Mas sem dúvida alguma o ponto central do texto está calcado nas relações de
poder. Clastres vê a ausência de um líder poder político com legitimidade para usar
a força em função de leis, principal motivo para não acreditarmos num processo de
evolução social, onde o trajeto se iniciaria numa vida “sem crença, sem rei e sem lei”
e caminharia para uma sociedade como a nossa, com um Estado coordenando a
dicotomia entre dominador e dominado. Para explicar essa ausência de um líder
fazendo o papel de um déspota ou do Estado é preciso entender esta dicotomia, até
pode haver uma divisão do trabalho, mas não há divisão classes sociais entre os
povos indígenas. Então se não há classes, também não pode haver algo ou alguém
com a função de remediar os conflitos de diferença econômica. Isto não significa
dizer que não há conflitos em sociedades indígenas ou que não há alguém que
exerça essa função de mediação. Esse poder é delegado a figura do Chefe da tribo.
Apesar de possuir tal denominação o “chefe” não representa uma figura de poder ou
liderança incondicional, como dito a cima sua função é mediar conflitos, não
podendo usar a forma com legitimidade, até mesmo porque a única legitimidade lhe
permitida em tal tarefa é a retórica.

O único uso de força permitido a um chefe se dá apenas em situações de


guerra, onde o mesmo tem o dever de liderar seu povo no campo de batalha, e
ainda assim não há guerra que se sustente sem a concessão de todos os outros
membros da tribo. O chefe é uma figura que deve servir aos desejos de sua tribo e
não o contrário, aquele que por alguma razão começar a se desviar daquilo que sua
tribo deseja está fadado a perder respeito e credibilidade por parte dos outros
integrantes. Sua influencia e respeito é exclusivamente alimentada por questões e
ordem técnica, seja por sua facilidade na resolução de conflitos internos, seja
através de suas habilidades para conduzir seu povo em épocas de guerra.

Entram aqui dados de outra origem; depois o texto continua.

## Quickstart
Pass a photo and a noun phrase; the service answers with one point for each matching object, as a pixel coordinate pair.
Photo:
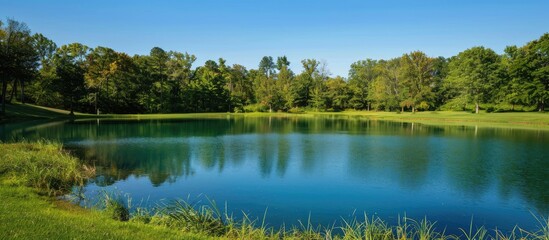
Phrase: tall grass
(207, 219)
(42, 165)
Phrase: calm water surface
(323, 167)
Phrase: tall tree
(18, 58)
(69, 65)
(305, 81)
(285, 83)
(158, 60)
(361, 75)
(42, 90)
(529, 72)
(417, 80)
(100, 66)
(473, 72)
(267, 66)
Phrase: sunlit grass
(43, 167)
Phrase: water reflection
(297, 164)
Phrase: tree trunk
(4, 90)
(22, 92)
(13, 91)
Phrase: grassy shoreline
(516, 120)
(31, 210)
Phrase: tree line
(79, 78)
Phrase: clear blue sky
(339, 32)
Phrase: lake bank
(58, 219)
(518, 120)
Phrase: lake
(328, 168)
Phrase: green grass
(26, 215)
(42, 165)
(33, 174)
(522, 120)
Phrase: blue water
(323, 168)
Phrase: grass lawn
(526, 120)
(26, 215)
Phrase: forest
(75, 77)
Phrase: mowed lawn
(527, 120)
(26, 215)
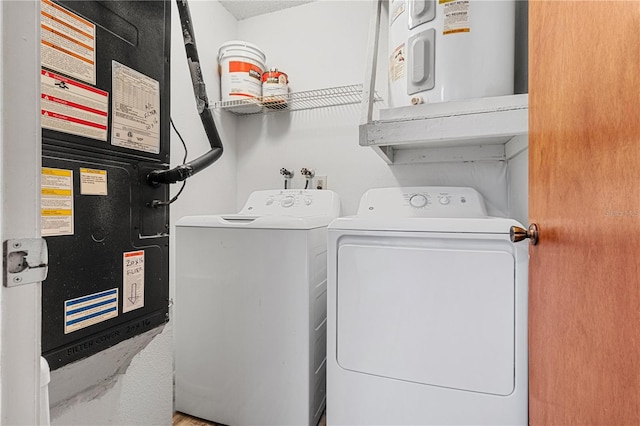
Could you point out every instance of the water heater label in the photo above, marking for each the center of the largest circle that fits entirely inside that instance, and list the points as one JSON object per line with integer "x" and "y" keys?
{"x": 133, "y": 281}
{"x": 89, "y": 310}
{"x": 396, "y": 63}
{"x": 68, "y": 42}
{"x": 73, "y": 107}
{"x": 456, "y": 16}
{"x": 56, "y": 202}
{"x": 397, "y": 8}
{"x": 93, "y": 182}
{"x": 136, "y": 110}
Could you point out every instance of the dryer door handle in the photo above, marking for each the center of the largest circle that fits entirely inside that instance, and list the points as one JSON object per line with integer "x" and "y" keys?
{"x": 517, "y": 234}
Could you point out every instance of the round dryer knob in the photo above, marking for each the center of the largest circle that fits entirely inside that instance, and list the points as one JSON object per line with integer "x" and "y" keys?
{"x": 418, "y": 201}
{"x": 287, "y": 201}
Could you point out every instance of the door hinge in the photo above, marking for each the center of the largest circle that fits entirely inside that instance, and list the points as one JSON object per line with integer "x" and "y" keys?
{"x": 25, "y": 261}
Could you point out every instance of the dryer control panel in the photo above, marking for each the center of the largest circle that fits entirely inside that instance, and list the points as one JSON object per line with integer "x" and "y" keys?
{"x": 422, "y": 201}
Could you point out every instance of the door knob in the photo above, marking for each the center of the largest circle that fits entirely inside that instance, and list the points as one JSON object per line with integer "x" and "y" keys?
{"x": 518, "y": 234}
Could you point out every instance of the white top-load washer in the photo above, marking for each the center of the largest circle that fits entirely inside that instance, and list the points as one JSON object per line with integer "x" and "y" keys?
{"x": 427, "y": 312}
{"x": 250, "y": 310}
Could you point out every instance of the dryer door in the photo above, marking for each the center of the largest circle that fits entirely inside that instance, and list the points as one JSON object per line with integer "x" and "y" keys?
{"x": 428, "y": 308}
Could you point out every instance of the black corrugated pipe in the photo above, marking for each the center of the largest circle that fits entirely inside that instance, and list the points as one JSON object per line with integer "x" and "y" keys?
{"x": 186, "y": 170}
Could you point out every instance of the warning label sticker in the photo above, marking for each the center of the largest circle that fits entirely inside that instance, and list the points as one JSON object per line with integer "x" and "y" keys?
{"x": 397, "y": 8}
{"x": 396, "y": 63}
{"x": 136, "y": 110}
{"x": 72, "y": 107}
{"x": 93, "y": 182}
{"x": 456, "y": 16}
{"x": 68, "y": 42}
{"x": 89, "y": 310}
{"x": 133, "y": 281}
{"x": 56, "y": 202}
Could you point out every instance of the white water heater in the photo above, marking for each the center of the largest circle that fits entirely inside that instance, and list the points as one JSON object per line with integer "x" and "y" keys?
{"x": 447, "y": 50}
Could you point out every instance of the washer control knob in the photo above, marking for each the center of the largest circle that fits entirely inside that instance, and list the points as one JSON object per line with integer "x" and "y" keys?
{"x": 418, "y": 201}
{"x": 287, "y": 201}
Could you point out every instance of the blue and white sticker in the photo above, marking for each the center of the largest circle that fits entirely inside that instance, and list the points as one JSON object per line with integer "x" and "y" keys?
{"x": 89, "y": 310}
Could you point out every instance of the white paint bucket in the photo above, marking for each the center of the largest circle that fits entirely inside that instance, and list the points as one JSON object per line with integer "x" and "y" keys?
{"x": 446, "y": 50}
{"x": 241, "y": 65}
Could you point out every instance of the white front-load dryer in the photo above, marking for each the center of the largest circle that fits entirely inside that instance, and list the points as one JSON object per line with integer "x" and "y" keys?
{"x": 250, "y": 310}
{"x": 427, "y": 312}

Já no final de seu texto, Clastres especula de que talvez a história pudesse


ser diferente no que tange a instauração de um Estado indígena. Como
normalmente as tribos eram todas muito pequenas demograficamente, nunca houve
a necessidade de um líder político a frente das questões de ordem social, havia no
máximo alguns acordos entre chefes vizinhos, quanto a questões de guerra ou
invasão. Porém havia já nos séculos XV e XVI alguns aldeamentos Guaranis com
cerca 3 ou 4 mil índios e nesses aldeamentos sim existiam lideres que de certa
forma tratavam de uma organização social.

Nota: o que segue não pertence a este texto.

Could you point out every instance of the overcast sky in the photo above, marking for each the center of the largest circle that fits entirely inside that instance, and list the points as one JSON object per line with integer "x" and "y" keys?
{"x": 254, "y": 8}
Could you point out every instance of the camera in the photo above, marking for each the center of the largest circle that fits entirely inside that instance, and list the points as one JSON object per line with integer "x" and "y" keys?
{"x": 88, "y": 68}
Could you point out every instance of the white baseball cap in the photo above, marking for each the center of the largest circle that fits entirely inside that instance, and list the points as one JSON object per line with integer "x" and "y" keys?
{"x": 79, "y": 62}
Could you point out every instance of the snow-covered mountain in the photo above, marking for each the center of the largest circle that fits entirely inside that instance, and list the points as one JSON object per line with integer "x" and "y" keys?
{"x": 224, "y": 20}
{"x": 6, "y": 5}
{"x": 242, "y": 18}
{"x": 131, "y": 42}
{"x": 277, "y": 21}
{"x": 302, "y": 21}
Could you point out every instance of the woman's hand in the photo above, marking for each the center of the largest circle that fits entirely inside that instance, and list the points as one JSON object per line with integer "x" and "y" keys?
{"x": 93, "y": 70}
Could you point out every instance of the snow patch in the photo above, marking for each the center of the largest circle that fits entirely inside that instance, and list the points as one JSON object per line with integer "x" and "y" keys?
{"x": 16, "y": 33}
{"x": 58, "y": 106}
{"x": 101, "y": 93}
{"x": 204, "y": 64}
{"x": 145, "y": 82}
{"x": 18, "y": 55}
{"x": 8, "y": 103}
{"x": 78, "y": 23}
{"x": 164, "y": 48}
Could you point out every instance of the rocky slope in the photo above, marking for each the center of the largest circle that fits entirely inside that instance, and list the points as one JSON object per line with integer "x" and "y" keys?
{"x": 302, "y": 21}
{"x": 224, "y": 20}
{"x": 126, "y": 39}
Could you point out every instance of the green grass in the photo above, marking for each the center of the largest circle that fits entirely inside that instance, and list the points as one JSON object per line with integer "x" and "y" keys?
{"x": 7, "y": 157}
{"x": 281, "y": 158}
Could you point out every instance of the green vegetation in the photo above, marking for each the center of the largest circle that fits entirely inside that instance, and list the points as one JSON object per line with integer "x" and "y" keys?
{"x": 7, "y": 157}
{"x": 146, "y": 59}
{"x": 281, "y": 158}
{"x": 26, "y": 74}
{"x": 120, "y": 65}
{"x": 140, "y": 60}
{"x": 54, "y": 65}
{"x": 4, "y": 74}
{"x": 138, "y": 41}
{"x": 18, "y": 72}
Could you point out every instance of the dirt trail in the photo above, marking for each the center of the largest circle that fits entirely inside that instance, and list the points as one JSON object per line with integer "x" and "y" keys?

Havia também a figura do “Karai”, uma espécie de profeta e esses já


relatavam os perigos da existência daquilo que o autor chamou de “Um”, uma
espécie de líder que atua a partir do poder e coerção, contra a liberdade. O tal
profeta teria a missão de alertar e guiar o povo para a terra onde não existe o mal,
onde não existe o Um. E foram os Karai que quase formaram uma espécie de
estado, pela primeira vez se formavam aldeamentos de índios vindos de tribos
diversas em busca dessa tal terra onde o mal não existe. Como conclusão, acho
muito oportuno usar o que Clastres nos diz no ultimo parágrafo de seu texto:
“Palavra profética, poder dessa palavra: teríamos nela o lugar originário do
poder, o começo do Estado no Verbo? Profetas conquistadores das almas
antes de serem senhores dos homens? Talvez. Mas, mesmo na experiência
extrema do profetismo (porque sem dúvida a sociedade tupi-guarani tinha
atingido, por razões demográficas ou outras, os limites extremos que
determinam uma sociedade como sociedade primitiva), o que os selvagens
nos mostram é o esforço permanente para impedir os chefes de serem chefes
e a recusa da unificação; é o trabalho de conjuração do Um, do Estado. A
história dos povos que têm um história é, diz-se, a história da luta de classes.
A história dos povos sem história é, dir-se-á como ao menos tanta verdade, a
história da sua luta contra o Estado.”